Deployment

When deploying your dashboard it is better not to use the built-in flask development server but use a more robust production server like gunicorn or waitress. Probably gunicorn is a bit more fully featured and faster but only works on unix/linux/osx, whereas waitress also works on Windows and has very minimal dependencies.

Install with either pip install gunicorn or pip install waitress.

Storing explainer and running default dashboard with gunicorn

Before you start a dashboard with gunicorn you need to store both the explainer instance and and a configuration for the dashboard:

from explainerdashboard import ClassifierExplainer, ExplainerDashboard

explainer = ClassifierExplainer(model, X, y)
db = ExplainerDashboard(explainer, title="Cool Title", shap_interaction=False)
db.to_yaml("dashboard.yaml", explainerfile="explainer.joblib", dump_explainer=True)
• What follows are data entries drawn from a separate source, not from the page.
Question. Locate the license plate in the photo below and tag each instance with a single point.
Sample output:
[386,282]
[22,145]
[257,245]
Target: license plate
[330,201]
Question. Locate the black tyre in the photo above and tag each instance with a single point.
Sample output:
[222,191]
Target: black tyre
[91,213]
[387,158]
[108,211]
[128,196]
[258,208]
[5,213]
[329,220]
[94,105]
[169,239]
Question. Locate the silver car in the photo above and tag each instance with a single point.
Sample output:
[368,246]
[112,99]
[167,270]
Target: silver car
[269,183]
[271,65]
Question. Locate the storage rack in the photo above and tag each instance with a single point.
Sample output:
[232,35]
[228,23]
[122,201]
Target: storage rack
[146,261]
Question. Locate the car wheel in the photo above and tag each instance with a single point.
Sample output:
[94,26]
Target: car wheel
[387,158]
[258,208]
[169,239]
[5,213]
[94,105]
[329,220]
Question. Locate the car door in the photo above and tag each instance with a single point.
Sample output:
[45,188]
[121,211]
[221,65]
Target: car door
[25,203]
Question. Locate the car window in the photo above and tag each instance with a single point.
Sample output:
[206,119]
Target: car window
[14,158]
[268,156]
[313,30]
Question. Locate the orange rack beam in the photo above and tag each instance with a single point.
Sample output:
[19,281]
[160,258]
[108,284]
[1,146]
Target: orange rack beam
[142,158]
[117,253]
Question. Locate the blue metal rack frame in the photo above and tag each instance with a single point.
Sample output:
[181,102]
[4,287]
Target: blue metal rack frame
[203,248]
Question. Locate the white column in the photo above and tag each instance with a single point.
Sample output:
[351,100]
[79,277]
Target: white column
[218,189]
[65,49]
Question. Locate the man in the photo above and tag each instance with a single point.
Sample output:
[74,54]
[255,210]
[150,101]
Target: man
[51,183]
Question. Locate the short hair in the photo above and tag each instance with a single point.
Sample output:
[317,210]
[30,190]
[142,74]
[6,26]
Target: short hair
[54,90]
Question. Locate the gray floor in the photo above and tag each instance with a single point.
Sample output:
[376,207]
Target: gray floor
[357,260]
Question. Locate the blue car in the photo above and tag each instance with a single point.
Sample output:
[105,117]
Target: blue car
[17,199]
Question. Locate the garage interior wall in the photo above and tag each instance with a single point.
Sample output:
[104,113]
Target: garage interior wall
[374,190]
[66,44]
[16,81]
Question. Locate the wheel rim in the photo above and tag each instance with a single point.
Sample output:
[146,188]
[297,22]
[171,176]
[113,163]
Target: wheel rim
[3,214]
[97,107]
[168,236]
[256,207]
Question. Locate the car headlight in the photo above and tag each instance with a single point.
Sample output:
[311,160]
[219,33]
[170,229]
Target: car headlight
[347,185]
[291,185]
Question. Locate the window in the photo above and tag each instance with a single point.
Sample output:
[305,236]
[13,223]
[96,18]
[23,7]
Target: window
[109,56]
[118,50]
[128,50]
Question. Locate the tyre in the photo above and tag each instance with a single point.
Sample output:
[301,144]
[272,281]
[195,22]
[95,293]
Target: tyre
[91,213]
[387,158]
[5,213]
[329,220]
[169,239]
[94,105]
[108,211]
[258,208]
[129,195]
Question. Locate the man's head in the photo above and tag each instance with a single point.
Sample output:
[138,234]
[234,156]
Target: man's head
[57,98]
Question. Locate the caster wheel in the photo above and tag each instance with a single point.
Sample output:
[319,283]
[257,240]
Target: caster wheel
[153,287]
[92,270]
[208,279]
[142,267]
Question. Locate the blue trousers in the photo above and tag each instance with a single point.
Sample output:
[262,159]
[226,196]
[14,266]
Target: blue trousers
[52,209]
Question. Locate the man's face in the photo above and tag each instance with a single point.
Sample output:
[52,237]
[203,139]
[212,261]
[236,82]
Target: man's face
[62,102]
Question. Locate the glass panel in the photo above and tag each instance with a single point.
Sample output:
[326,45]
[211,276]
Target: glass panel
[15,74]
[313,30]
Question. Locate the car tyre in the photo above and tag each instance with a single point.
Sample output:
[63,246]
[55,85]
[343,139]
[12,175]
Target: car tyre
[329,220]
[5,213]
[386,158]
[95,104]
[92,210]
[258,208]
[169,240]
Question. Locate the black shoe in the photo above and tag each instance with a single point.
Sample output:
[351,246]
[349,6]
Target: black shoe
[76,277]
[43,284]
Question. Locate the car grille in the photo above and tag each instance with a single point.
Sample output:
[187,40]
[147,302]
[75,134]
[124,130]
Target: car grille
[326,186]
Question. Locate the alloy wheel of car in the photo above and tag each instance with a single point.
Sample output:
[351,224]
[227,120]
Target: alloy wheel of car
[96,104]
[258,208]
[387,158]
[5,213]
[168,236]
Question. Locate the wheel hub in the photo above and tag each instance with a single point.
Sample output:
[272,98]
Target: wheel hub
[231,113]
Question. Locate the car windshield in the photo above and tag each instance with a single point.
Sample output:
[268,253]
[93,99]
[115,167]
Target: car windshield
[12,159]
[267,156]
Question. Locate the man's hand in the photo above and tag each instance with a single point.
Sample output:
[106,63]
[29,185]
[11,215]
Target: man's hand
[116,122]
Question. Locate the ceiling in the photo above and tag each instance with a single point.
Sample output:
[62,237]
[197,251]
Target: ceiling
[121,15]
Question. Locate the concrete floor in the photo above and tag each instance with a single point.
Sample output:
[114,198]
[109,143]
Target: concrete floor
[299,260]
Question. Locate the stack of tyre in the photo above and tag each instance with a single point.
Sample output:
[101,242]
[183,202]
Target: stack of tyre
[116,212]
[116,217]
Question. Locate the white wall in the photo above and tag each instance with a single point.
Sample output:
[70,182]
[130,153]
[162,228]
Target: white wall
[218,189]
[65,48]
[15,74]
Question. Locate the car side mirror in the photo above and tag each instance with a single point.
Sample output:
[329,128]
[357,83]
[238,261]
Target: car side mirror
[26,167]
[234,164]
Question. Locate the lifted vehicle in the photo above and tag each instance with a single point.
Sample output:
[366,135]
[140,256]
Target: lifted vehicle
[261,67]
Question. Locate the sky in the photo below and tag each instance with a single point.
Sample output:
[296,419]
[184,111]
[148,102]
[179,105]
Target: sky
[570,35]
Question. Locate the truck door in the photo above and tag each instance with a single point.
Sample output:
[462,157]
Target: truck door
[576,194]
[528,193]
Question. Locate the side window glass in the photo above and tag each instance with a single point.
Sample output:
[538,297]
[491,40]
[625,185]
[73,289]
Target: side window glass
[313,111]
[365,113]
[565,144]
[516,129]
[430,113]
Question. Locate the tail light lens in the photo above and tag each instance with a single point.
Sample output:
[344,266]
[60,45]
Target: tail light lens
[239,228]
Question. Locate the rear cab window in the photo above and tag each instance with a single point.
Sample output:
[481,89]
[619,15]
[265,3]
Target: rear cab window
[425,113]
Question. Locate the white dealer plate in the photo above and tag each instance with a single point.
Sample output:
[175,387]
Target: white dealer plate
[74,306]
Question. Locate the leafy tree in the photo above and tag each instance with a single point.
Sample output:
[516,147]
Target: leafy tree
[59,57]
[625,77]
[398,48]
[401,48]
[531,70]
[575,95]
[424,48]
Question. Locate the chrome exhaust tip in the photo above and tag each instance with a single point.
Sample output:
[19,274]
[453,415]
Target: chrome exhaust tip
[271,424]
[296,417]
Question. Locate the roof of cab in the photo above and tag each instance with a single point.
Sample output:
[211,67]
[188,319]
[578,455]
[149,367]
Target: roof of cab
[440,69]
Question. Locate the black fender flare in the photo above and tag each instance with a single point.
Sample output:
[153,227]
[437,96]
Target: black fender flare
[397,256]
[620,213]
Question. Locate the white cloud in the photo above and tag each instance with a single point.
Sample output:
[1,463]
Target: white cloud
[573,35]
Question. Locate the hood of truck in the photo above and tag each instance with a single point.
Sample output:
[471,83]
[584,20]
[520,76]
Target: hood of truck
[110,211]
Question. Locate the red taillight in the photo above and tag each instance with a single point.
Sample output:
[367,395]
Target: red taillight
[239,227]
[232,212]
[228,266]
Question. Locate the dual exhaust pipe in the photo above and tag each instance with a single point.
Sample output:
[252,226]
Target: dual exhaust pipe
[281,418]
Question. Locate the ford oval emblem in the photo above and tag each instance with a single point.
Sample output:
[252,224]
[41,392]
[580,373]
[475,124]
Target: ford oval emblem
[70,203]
Now you re-load your dashboard and expose a flask server as app in dashboard.py:

from explainerdashboard import ExplainerDashboard

db = ExplainerDashboard.from_config("dashboard.yaml")
app = db.flask_server()

If you named the file above dashboard.py, you can now start the gunicorn server with:

$ gunicorn dashboard:app

If you want to run the server server with for example three workers, binding to port 8050 you launch gunicorn with:

$ gunicorn -w 3 -b localhost:8050 dashboard:app

If you now point your browser to http://localhost:8050 you should see your dashboard. Next step is finding a nice url in your organization’s domain, and forwarding it to your dashboard server.

With waitress you would call:

$ waitress-serve --port=8050 dashboard:app

Although you can all use the waitress directly from the dashboard by passing the use_waitress=True flag to .run():

ExplainerDashboard(explainer).run(use_waitress=True)

Deploying dashboard as part of Flask app on specific route

Another way to deploy the dashboard is to first start a Flask app, and then use this app as the backend of the Dashboard, and host the dashboard on a specific route. This way you can for example host multiple dashboard under different urls. You need to pass the Flask server instance and the url_base_pathname to the ExplainerDashboard constructor, and then the dashboard itself can be found under db.app.index:

from flask import Flask

app = Flask(__name__)

[...]

db = ExplainerDashboard(explainer, server=app, url_base_pathname="/dashboard/")

@app.route('/dashboard')
def return_dashboard():
    return db.app.index()

Now you can start the dashboard by:

$ gunicorn -b localhost:8050 dashboard:app

And you can visit the dashboard on http://localhost:8050/dashboard.

Deploying to heroku

In case you would like to deploy to heroku (which is normally the simplest option for dash apps, see dash instructions here). The demonstration dashboard is also hosted on heroku at titanicexplainer.herokuapp.com.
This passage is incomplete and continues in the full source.